Ecologist, author, activist and politician, Andy is renowned for his talents as an educator and is one of the modern architects of the widely-used biogeoclimatic forest classification system in British Columbia. His graduate research was in mycology and he is the co-author of six guidebooks to BC plants. His passion for the natural world persisted into a 30-year career as a forest ecologist. Andy is a retired registered professional forester and registered professional biologist. He still leads various field schools and guest lectures at post-secondary institutions and at Fungus Fests throughout the Pacific Northwest. Andy has an intimate understanding of BC’s coastal forests, how they have changed over time, and what is needed to safeguard them into the future. 

Adrian Oberg

Adrian is a community consultant and counselor. He helped to found the Victoria Association for Psychedelic Studies in 2014 and has acted as Director since 2015. Through harm reduction work in the city core and at arts and music festivals, as well as in-depth personal experience, he developed a familiarity with altered states that led to a practice holding space with medicine in 2016. He completed the Chiron Academy training in 2020 and trained in Psilocybin Therapy with TheraPsil in 2021.

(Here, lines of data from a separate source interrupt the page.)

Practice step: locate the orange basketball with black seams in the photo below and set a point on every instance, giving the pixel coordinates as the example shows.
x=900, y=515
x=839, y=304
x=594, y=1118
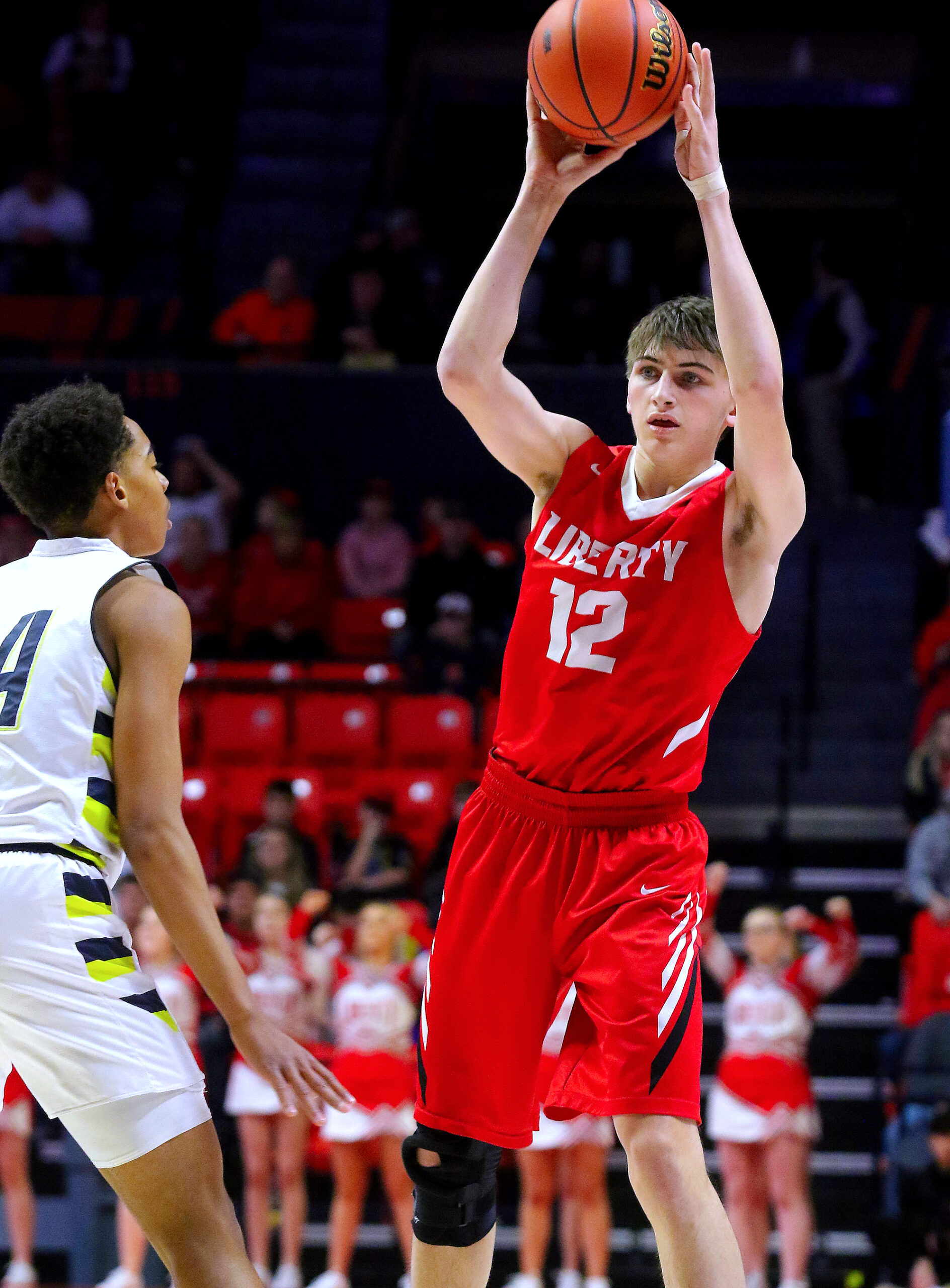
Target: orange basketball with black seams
x=608, y=71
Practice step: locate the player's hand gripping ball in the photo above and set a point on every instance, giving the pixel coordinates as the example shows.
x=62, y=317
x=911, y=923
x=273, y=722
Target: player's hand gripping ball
x=608, y=71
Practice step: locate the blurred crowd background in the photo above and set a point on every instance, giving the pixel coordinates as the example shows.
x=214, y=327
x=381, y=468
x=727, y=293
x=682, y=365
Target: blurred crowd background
x=254, y=221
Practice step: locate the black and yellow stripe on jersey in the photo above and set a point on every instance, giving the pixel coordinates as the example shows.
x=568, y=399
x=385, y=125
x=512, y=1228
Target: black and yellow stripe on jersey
x=87, y=897
x=106, y=957
x=152, y=1002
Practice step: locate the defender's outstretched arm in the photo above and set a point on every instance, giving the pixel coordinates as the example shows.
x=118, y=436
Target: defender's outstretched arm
x=769, y=490
x=518, y=432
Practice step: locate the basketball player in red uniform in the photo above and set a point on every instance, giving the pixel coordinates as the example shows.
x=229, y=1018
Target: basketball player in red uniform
x=649, y=571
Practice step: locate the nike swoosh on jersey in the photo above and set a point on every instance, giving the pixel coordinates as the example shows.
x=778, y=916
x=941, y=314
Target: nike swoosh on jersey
x=688, y=732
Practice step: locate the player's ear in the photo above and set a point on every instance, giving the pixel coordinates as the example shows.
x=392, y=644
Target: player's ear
x=115, y=491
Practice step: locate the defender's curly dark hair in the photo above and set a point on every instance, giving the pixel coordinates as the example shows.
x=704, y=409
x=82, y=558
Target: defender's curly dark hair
x=57, y=450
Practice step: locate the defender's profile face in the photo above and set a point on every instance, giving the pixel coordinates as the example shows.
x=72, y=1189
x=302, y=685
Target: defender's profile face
x=143, y=487
x=680, y=403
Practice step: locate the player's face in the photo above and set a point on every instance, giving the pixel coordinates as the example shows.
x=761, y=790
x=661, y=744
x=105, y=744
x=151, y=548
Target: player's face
x=146, y=521
x=680, y=404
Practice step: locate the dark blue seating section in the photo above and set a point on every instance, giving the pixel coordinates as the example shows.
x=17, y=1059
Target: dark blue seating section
x=307, y=137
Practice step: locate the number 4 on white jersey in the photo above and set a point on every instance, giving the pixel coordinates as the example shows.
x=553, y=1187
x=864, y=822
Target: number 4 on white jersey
x=582, y=639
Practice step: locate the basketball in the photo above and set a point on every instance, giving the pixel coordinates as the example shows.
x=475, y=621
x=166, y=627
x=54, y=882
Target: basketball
x=608, y=71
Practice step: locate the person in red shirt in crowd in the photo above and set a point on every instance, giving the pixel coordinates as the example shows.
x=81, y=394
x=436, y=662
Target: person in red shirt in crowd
x=927, y=776
x=204, y=583
x=280, y=606
x=761, y=1112
x=181, y=992
x=272, y=324
x=16, y=1126
x=375, y=553
x=926, y=969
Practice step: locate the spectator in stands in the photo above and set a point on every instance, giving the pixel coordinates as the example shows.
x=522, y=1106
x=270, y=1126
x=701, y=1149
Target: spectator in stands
x=17, y=537
x=379, y=863
x=455, y=566
x=273, y=323
x=88, y=74
x=238, y=911
x=927, y=866
x=271, y=1139
x=16, y=1188
x=932, y=650
x=200, y=486
x=271, y=509
x=281, y=603
x=365, y=339
x=926, y=969
x=129, y=900
x=761, y=1111
x=926, y=1208
x=452, y=656
x=276, y=863
x=434, y=877
x=375, y=553
x=280, y=807
x=835, y=343
x=44, y=224
x=204, y=583
x=928, y=772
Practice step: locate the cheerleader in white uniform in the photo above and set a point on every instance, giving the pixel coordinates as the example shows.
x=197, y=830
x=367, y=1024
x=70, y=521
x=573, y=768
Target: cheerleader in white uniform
x=761, y=1111
x=281, y=986
x=566, y=1160
x=178, y=988
x=374, y=1013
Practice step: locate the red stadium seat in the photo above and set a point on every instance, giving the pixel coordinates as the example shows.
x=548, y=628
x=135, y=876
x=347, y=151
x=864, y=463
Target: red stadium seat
x=336, y=730
x=201, y=812
x=363, y=628
x=244, y=728
x=429, y=732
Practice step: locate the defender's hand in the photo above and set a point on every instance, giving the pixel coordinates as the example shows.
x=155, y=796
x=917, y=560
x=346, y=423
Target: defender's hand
x=557, y=162
x=697, y=133
x=300, y=1081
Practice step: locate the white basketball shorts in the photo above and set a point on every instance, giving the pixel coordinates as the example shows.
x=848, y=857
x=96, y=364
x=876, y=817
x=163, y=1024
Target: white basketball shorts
x=80, y=1020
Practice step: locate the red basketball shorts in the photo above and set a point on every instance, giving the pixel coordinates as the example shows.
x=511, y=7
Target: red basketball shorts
x=546, y=887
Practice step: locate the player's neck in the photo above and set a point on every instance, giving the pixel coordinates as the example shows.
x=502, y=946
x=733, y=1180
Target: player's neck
x=661, y=478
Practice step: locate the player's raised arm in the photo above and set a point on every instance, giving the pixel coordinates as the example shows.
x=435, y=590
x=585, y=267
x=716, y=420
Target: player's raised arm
x=147, y=630
x=527, y=440
x=769, y=494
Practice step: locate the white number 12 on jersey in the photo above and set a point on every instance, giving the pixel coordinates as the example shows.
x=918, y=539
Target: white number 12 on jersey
x=610, y=625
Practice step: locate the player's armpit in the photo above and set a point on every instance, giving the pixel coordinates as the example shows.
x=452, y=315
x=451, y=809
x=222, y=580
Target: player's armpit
x=531, y=442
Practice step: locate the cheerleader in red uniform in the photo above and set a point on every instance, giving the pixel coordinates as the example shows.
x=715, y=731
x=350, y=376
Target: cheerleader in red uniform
x=278, y=982
x=761, y=1111
x=16, y=1128
x=178, y=988
x=567, y=1160
x=374, y=1011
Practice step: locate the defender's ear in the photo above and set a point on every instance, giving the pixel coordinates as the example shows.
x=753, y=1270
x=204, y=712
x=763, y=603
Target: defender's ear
x=115, y=491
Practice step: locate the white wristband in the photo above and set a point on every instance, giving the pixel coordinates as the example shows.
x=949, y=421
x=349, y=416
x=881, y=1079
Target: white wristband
x=707, y=185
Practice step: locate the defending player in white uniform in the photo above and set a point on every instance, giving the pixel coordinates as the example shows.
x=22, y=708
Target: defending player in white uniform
x=93, y=652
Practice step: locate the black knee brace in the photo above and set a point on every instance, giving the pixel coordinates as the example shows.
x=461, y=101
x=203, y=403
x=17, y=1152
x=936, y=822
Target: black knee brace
x=455, y=1202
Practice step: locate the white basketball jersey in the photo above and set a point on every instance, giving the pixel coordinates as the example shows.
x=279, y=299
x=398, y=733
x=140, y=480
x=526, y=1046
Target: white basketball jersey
x=57, y=701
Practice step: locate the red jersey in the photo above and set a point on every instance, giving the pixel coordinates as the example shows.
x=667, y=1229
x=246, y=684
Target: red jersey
x=626, y=633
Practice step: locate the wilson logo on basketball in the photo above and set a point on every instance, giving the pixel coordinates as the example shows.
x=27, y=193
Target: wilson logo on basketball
x=662, y=42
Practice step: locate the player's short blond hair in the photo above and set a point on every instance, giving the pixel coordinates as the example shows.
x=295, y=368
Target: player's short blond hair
x=686, y=323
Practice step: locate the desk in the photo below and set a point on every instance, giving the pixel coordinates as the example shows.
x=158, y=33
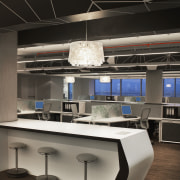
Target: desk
x=123, y=154
x=61, y=113
x=105, y=120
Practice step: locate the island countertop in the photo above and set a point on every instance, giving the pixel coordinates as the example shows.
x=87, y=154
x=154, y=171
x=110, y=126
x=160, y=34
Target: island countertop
x=133, y=146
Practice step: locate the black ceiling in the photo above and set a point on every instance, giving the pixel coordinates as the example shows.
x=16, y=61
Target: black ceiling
x=28, y=14
x=54, y=21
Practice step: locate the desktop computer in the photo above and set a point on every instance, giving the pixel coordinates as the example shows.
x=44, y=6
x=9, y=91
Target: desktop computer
x=39, y=105
x=127, y=112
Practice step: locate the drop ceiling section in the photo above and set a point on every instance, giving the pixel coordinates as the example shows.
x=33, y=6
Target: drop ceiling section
x=135, y=34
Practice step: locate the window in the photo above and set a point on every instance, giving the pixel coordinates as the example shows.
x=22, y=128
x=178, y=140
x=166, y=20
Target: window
x=102, y=88
x=169, y=87
x=178, y=87
x=116, y=87
x=131, y=87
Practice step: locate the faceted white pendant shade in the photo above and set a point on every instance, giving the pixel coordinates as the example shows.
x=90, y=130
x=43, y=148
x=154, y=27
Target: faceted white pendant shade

Adrian holds a BA in Psychology from the University of Victoria and is currently completing an MA degree in Child and Youth Care.

RootZ

RootZ approaches life as a wild child at heart.  She carries 20+ years of lessons guiding beings of all ages and abilities in creative programs and wild open spaces.  She has influenced the creation of hundreds of kinaesthetic programs, alive with curiosity and passion.  

With a fearlessness to collaborate with a plethora of life-changing communities, she has designed programs, plays, camps and retreats rooted in unearthing authentic connection with our most expressive and connective self.  She currently mentors neurodiverse individuals as EA and mentors nature connection with Fianna Wilderness School.

Megan Rose

Megan Rose is a stand up comic, improvisational performer, musician, wild edible mushroom forager and mycophile from Denman Island.

Heather Soo

Heather Soo is a Professional Forester with the Ministry of Forests and fungus enthusiast. She is an active volunteer with the Canadian Institute of Forestry promoting forestry education through local initiatives on Vancouver Island including guiding walks in Campbell River in the Beaver Lodge Forest Lands.

Heather Thomson

Heather was born on Pentlatch – K’omoks First Nation territory, she is of Norwegian, Irish, English and Scottish descent. Currently she works as the program coordinator for the Cumberland Community Forest Society, running stewardship activities, education programs, and fundraising events. She’s also a teacher with a specialty in nature education.